As How Do You Know’s financial fall guy George — who’s exiled from his firm and may have to take a prison sentence from misdoings at the firm owned by his dad, played by Jack Nicholson — Paul Rudd varies between elation at meeting Witherspoon’s Lisa, the girl of his dreams, and depression at the fact his life’s become a nightmare. Speaking with Rudd in New York, I asked him how, as an actor, you find a way to play those opposite ends of the emotional spectrum without getting too broad or blown-out.
“Well, we did so many takes,” he said. “James Brooks likes to do lots of takes; he’s kind of known for it. We would do varying degrees with the hope that we would find a right tone in the editing room. If something’s justified, you can kind of go farther than you think — if it’s justified. Otherwise it looks fake and kind of phony and broad and big. It’s just trying to hold on to what the reality of the situation is and how this guy might really genuinely react. Then he has that line, too, where he says, ‘Optimism is sanity for me right now.’ It’s those moments.”
For his part, writer-director Brooks praises Rudd’s “rubber face” and comedy chops as a big part of George’s character. “If you say, ‘Cross the street,’ he’s going to do something funny (with it), as he does in this picture: He gets a laugh crossing the street,” Brooks said.
Rudd, reunited with Witherspoon for the first time on-screen since 1998′s “Overnight Delivery” — no, you didn’t know about that, because no one saw it — had a little past experience to ease the way, but not so much that he wasn’t on his toes. “We had worked together before, but it had been a long time,” he said. “So we knew each other, just had familiarity and friendship and all of that.
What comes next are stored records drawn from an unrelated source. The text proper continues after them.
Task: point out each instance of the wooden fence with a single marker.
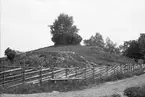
(20, 75)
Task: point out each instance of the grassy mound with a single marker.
(66, 56)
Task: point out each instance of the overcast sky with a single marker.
(24, 23)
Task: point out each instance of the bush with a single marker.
(10, 54)
(135, 92)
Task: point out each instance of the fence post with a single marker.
(76, 72)
(3, 70)
(40, 76)
(93, 74)
(66, 72)
(100, 74)
(52, 73)
(85, 73)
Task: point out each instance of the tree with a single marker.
(64, 32)
(110, 46)
(96, 40)
(132, 50)
(10, 54)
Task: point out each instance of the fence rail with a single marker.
(20, 75)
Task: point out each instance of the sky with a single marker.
(24, 23)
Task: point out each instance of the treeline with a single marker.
(64, 32)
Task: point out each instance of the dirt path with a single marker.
(96, 91)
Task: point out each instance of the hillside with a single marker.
(67, 56)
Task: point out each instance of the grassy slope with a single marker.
(49, 55)
(90, 53)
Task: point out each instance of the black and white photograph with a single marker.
(72, 48)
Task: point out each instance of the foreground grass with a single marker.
(64, 86)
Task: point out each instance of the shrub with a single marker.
(10, 54)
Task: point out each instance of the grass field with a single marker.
(57, 56)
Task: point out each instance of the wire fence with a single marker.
(11, 76)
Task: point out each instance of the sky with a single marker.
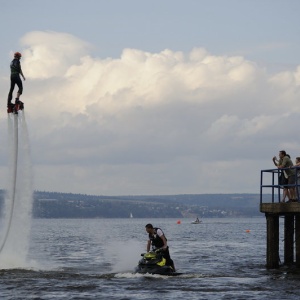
(145, 98)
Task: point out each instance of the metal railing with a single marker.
(275, 185)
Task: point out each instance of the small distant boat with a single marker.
(197, 221)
So that was good. But there was nothing we ever really said. We don’t really sit down years before a scene and (discuss) this and that. It’s great working with her. She’s so good — you don’t have to do much.”
While Wilson may regret not logging any screen time with Nicholson, Rudd wishes he’d had more time to bounce off of Wilson. “It was a real bummer for me that I didn’t get to do more stuff with Owen, because I’m a huge Owen Wilson fan and I’d met him a few times, but I’d never worked with him,” he said. “So I’m excited that I’m doing this movie with Owen Wilson, and then we had very little interaction in the movie. But I did get to do all of my stuff with Reese and Jack Nicholson, and when you’re kind of working opposite people that talented, that good, you really don’t want to mess up. It makes my job easier, kind of — you just want to play at their level, I suppose.”